"Evaluating AI Plan Adequacy Heuristics"

Plan Adequacy Scoring: Heuristics vs. Semantic Validation

1. Context & Analyzed Systems

Evaluation of pre-execution Plan Adequacy signals:

Minimum Token Count per task.
Maximum Estimated Goal Complexity (heuristic cap at 9 tasks).
"Structural Noise" via Task Count limits and "Flat DAG" penalties.
Regex Vagueness Detection (e.g., blacklisted words like "TBD", "figure out", "remove").

Correlating text length/word count to architectural adequacy incentivizes "evaluation hacking".

LLMs systemically mask hallucinated logic with fluent verbosity.
Dense, highly technical instructions (which are mathematically efficient) trigger false positive blocks simply because they fall under arbitrary token minimums.

Arbitrarily capping estimated complexity at a threshold of 9 is an incorrect application of Miller's Law of Human Working Memory ($7 \pm 2$).
LLMs do not suffer from human cognitive load limits; their algorithmic capabilities map to context window/compute constraints. This compression neutralizes heuristic signal values.

Flagging vague terms (e.g., TBD) misses semantic ambiguity, generating mass false negatives for implicitly vague technical filler.
Utilizing keyword blocks for "destructive actions" (e.g., matching "delete/drop") is completely evaded by simple declarative phrasing or passive AI constructions (e.g., "The production database's storage should be cleared"). This is a severe security vulnerability.

Identifying Flat DAGs correctly penalizes an LLM's failure to recognize chronological state dependencies.
However, enforcing DAG depth purely syntactically causes the LLM to hallucinate arbitrary, non-functional dependency edges to game the evaluation module.
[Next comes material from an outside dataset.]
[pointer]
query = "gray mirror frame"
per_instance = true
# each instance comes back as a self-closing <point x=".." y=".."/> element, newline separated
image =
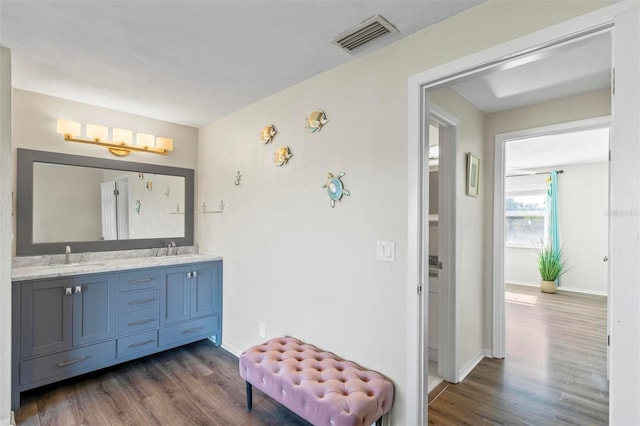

Shift to Programmatic Prompts / Preconditions: Avoid text heuristics. Force models to output structured actions accompanied by explicit pre-condition assertions (e.g. assert database_active == true). Fail adequacy if precondition logic doesn't exist.
LLMs-as-Formalizers (NL-PDDL): Evaluate Natural Language via formal semantic frameworks like NL-PDDL. Use lifted regression algorithms to execute entailment checking—verifying mathematically if the steps actually entail the final desired state.
Implement LLM-as-a-Judge Coverage Testing: Deprecate keyword regex. Utilize a fine-tuned evaluator LLM (Socratic Self-Refine) constrained by a rubric to identify missing dependencies, unstated destructive actions framed globally, and entity coverage matching against the prompt.